Anfang 2003, in der zweiten Hälfte der ersten Amtszeit von Präsident Wladimir Putin, schloss sich Russland erstmals seit dem Ersten Weltkrieg einer politischen Allianz mit einigen westlichen Ländern an.

Neben Paris und Berlin trat Moskau vehement gegen den US-Kriegseinsatz im Irak auf. Das damals entstandene Dreieck wurde von vielen Experten als der Beginn einer neuen europäischen Geometrie bewertet, doch daraus wurde nichts. Der Irak  schadete zwar der transatlantischen Gemeinschaft, aber der anschließende Machtwechsel in den USA und in mehreren europäischen Ländern konnte den Konflikt zum Teil schlichten. Die einstige Einheit zwischen der Alten und Neuen Welt ist seitdem zwar nicht mehr dieselbe, aber auch Russland konnte sich nicht als wichtiger Verbündeter der führenden westeuropäischen Länder etablieren.

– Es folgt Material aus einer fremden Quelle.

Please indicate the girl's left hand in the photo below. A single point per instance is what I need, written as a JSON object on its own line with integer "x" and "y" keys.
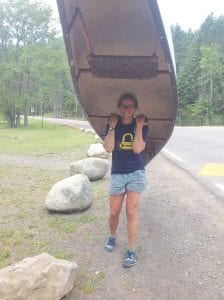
{"x": 140, "y": 120}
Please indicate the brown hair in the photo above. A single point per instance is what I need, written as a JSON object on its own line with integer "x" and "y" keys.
{"x": 127, "y": 96}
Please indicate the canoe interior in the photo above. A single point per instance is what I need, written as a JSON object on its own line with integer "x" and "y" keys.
{"x": 117, "y": 47}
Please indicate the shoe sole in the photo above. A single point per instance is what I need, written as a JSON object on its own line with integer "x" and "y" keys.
{"x": 129, "y": 266}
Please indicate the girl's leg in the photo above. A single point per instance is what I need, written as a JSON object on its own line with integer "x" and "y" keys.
{"x": 115, "y": 202}
{"x": 132, "y": 203}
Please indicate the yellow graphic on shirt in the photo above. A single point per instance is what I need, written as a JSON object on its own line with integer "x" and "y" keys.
{"x": 127, "y": 142}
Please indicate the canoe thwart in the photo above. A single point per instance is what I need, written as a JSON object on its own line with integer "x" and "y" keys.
{"x": 123, "y": 67}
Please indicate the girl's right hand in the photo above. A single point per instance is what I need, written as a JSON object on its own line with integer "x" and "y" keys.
{"x": 113, "y": 120}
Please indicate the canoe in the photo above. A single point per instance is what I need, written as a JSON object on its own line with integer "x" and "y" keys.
{"x": 118, "y": 47}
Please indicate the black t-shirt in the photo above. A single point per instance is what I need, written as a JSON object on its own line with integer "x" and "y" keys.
{"x": 124, "y": 160}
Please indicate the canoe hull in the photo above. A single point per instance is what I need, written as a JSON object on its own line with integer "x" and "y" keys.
{"x": 117, "y": 47}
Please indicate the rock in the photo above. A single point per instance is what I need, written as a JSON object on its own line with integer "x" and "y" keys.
{"x": 70, "y": 194}
{"x": 97, "y": 150}
{"x": 93, "y": 167}
{"x": 40, "y": 277}
{"x": 98, "y": 139}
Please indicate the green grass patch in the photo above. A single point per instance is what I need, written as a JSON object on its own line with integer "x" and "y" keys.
{"x": 26, "y": 227}
{"x": 51, "y": 139}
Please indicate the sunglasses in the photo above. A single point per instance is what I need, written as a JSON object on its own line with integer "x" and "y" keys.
{"x": 130, "y": 106}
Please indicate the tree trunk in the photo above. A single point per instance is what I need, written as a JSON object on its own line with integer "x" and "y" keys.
{"x": 17, "y": 120}
{"x": 10, "y": 119}
{"x": 25, "y": 119}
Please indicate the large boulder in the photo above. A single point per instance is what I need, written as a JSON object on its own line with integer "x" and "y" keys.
{"x": 70, "y": 194}
{"x": 97, "y": 150}
{"x": 93, "y": 167}
{"x": 40, "y": 277}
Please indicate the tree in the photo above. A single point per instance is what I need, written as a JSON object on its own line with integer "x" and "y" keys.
{"x": 24, "y": 24}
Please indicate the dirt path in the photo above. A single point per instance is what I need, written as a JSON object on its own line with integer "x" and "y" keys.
{"x": 180, "y": 245}
{"x": 181, "y": 241}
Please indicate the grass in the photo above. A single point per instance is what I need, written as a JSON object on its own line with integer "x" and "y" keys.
{"x": 26, "y": 227}
{"x": 38, "y": 141}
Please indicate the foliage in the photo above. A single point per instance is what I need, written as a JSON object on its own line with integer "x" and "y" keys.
{"x": 200, "y": 72}
{"x": 34, "y": 72}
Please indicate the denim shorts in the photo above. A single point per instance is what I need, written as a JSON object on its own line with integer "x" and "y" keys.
{"x": 135, "y": 182}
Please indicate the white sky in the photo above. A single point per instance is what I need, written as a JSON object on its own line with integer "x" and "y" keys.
{"x": 187, "y": 13}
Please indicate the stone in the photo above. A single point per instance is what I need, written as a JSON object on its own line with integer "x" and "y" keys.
{"x": 97, "y": 150}
{"x": 93, "y": 167}
{"x": 70, "y": 194}
{"x": 40, "y": 277}
{"x": 98, "y": 139}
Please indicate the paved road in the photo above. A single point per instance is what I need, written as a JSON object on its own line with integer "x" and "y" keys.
{"x": 199, "y": 150}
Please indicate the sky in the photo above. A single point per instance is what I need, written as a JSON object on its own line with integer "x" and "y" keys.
{"x": 186, "y": 13}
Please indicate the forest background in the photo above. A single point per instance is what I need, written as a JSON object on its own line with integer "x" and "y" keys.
{"x": 35, "y": 76}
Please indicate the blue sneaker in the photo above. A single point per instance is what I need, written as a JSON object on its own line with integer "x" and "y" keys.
{"x": 130, "y": 259}
{"x": 110, "y": 244}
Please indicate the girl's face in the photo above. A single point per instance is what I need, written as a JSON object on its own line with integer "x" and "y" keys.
{"x": 127, "y": 108}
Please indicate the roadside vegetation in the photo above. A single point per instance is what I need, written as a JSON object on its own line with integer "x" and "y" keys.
{"x": 26, "y": 227}
{"x": 35, "y": 76}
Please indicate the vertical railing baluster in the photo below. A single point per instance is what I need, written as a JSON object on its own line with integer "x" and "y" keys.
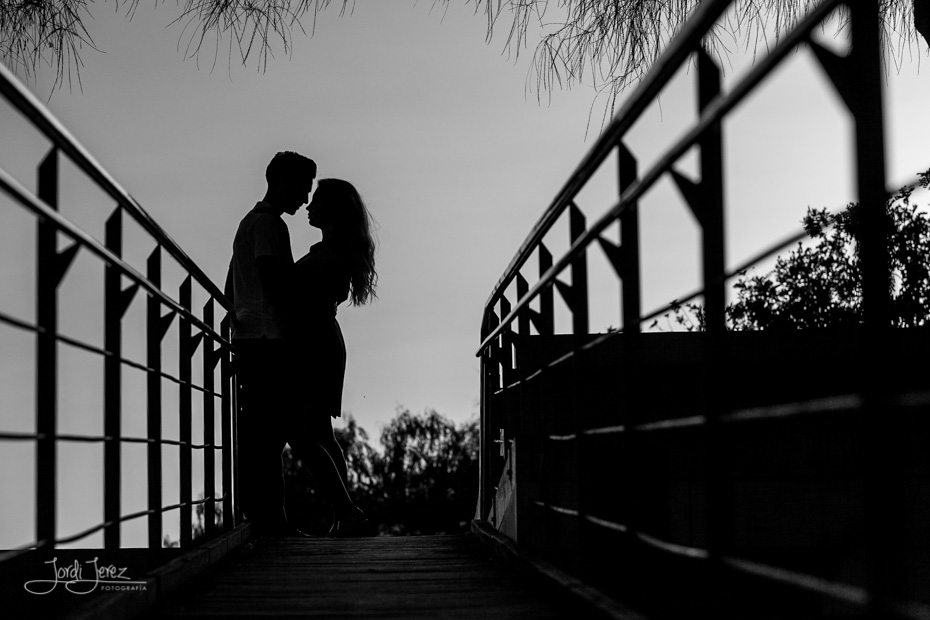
{"x": 523, "y": 322}
{"x": 631, "y": 299}
{"x": 490, "y": 380}
{"x": 112, "y": 391}
{"x": 185, "y": 432}
{"x": 579, "y": 289}
{"x": 506, "y": 343}
{"x": 629, "y": 241}
{"x": 882, "y": 431}
{"x": 47, "y": 278}
{"x": 156, "y": 327}
{"x": 546, "y": 323}
{"x": 209, "y": 438}
{"x": 226, "y": 424}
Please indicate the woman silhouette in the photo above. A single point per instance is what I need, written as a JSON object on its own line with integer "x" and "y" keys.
{"x": 340, "y": 267}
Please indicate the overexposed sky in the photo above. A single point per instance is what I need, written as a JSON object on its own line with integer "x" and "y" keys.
{"x": 455, "y": 157}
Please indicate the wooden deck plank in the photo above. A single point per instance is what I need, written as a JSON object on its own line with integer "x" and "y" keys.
{"x": 384, "y": 577}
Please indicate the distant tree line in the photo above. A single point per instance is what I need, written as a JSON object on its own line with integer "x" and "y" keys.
{"x": 819, "y": 285}
{"x": 424, "y": 480}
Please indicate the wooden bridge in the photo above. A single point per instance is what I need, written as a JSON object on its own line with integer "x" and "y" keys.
{"x": 601, "y": 492}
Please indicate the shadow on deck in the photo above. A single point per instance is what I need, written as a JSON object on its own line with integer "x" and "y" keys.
{"x": 471, "y": 575}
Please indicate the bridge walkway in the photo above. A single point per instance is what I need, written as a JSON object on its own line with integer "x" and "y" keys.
{"x": 449, "y": 576}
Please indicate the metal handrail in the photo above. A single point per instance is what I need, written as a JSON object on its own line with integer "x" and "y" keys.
{"x": 537, "y": 436}
{"x": 122, "y": 283}
{"x": 713, "y": 114}
{"x": 27, "y": 103}
{"x": 677, "y": 53}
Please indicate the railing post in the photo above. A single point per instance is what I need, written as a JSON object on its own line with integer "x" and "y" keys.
{"x": 210, "y": 358}
{"x": 579, "y": 289}
{"x": 156, "y": 327}
{"x": 185, "y": 355}
{"x": 881, "y": 429}
{"x": 629, "y": 242}
{"x": 47, "y": 278}
{"x": 546, "y": 323}
{"x": 112, "y": 391}
{"x": 226, "y": 424}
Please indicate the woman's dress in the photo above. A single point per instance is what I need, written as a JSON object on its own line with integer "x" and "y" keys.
{"x": 322, "y": 284}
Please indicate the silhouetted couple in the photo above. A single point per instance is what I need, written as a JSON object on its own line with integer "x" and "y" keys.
{"x": 290, "y": 354}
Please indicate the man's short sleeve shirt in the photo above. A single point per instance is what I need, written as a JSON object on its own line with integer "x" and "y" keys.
{"x": 261, "y": 232}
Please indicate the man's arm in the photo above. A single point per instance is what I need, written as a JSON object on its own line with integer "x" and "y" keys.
{"x": 275, "y": 275}
{"x": 228, "y": 289}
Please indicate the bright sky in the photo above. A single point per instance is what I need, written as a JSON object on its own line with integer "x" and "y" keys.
{"x": 454, "y": 156}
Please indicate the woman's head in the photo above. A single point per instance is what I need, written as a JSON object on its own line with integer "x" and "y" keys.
{"x": 338, "y": 210}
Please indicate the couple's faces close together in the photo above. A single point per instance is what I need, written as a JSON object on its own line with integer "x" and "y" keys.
{"x": 299, "y": 195}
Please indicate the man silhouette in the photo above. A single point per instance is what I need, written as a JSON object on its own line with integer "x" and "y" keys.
{"x": 258, "y": 283}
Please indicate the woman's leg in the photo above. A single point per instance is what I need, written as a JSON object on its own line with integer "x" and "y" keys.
{"x": 327, "y": 470}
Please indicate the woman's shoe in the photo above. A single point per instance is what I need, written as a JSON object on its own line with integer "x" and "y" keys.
{"x": 355, "y": 523}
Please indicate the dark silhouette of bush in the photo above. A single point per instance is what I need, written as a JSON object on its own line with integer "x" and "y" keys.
{"x": 423, "y": 481}
{"x": 819, "y": 285}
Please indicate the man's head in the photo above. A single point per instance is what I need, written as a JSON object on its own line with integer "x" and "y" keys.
{"x": 290, "y": 181}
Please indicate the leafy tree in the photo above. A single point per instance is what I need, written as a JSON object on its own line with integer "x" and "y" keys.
{"x": 424, "y": 481}
{"x": 819, "y": 285}
{"x": 611, "y": 43}
{"x": 429, "y": 473}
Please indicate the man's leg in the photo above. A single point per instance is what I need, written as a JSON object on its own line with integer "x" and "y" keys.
{"x": 260, "y": 437}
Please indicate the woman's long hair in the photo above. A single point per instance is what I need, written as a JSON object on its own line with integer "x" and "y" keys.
{"x": 352, "y": 229}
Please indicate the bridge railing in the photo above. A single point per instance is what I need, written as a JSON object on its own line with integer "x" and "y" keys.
{"x": 123, "y": 286}
{"x": 575, "y": 457}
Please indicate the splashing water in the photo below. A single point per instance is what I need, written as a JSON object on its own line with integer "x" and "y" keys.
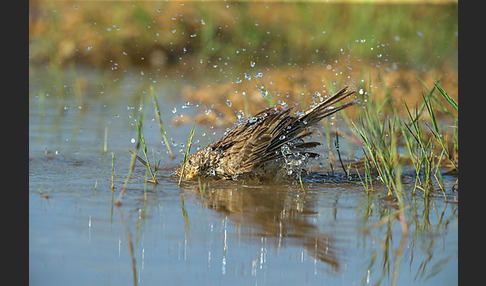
{"x": 295, "y": 162}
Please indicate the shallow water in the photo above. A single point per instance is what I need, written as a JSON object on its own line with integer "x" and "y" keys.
{"x": 331, "y": 233}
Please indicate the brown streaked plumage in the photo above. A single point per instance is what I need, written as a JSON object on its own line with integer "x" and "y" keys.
{"x": 257, "y": 147}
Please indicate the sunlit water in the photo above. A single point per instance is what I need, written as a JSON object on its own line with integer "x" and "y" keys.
{"x": 329, "y": 234}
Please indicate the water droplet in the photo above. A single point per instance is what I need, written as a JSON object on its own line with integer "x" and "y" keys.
{"x": 240, "y": 115}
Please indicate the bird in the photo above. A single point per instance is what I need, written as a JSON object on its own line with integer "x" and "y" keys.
{"x": 266, "y": 146}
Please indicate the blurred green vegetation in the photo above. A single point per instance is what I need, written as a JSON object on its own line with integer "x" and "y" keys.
{"x": 193, "y": 35}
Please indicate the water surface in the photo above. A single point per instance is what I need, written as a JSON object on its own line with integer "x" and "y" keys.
{"x": 244, "y": 234}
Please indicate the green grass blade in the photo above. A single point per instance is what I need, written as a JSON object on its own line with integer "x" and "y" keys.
{"x": 186, "y": 155}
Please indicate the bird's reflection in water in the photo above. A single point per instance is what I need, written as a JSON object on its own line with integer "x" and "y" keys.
{"x": 280, "y": 212}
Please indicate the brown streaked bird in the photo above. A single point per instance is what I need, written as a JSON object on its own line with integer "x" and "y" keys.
{"x": 260, "y": 147}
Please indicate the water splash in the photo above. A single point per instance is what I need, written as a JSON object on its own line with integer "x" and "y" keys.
{"x": 295, "y": 162}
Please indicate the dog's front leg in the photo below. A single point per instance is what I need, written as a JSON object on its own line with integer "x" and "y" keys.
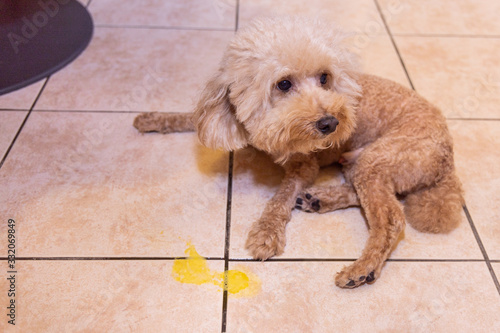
{"x": 267, "y": 235}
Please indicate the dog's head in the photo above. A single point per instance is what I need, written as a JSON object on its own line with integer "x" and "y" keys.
{"x": 285, "y": 86}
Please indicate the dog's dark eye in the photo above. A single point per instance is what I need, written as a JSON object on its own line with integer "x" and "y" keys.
{"x": 284, "y": 85}
{"x": 324, "y": 78}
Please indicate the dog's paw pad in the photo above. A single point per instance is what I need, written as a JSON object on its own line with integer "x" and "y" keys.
{"x": 349, "y": 278}
{"x": 371, "y": 277}
{"x": 307, "y": 203}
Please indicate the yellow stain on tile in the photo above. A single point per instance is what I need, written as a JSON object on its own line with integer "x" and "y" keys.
{"x": 195, "y": 270}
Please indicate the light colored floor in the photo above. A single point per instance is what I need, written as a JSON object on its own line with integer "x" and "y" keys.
{"x": 102, "y": 212}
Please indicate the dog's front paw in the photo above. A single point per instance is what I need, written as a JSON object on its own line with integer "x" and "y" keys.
{"x": 357, "y": 274}
{"x": 266, "y": 240}
{"x": 148, "y": 122}
{"x": 307, "y": 202}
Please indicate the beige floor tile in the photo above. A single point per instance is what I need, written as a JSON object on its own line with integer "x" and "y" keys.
{"x": 137, "y": 70}
{"x": 460, "y": 75}
{"x": 109, "y": 296}
{"x": 21, "y": 99}
{"x": 496, "y": 267}
{"x": 359, "y": 15}
{"x": 340, "y": 234}
{"x": 87, "y": 184}
{"x": 477, "y": 160}
{"x": 444, "y": 17}
{"x": 378, "y": 57}
{"x": 10, "y": 121}
{"x": 218, "y": 14}
{"x": 409, "y": 297}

Die Dreier-Achse, die sich auf die Wirtschaftsinteressen mit einem gewissen Wachstumspotenzial in der Politik (Russland-Deutschland) und ähnlichen politischen Bestrebungen beim Ausbau der Wirtschaftskontakte (Russland-Frankreich) stützt, besteht noch heute – trotz des Rückzugs der Freunde Putins aus der Politik. Seinen ersten Auslandsbesuch nach der Amtseinführung (Weißrussland gilt nicht, weil es kein richtiges Ausland für Russland ist) stattet er Deutschland und Frankreich ab. Obwohl seine Beziehungen zu Bundeskanzlerin Angela Merkel nicht gerade freundlich sind und er den französischen Staatschef nicht einmal kennt.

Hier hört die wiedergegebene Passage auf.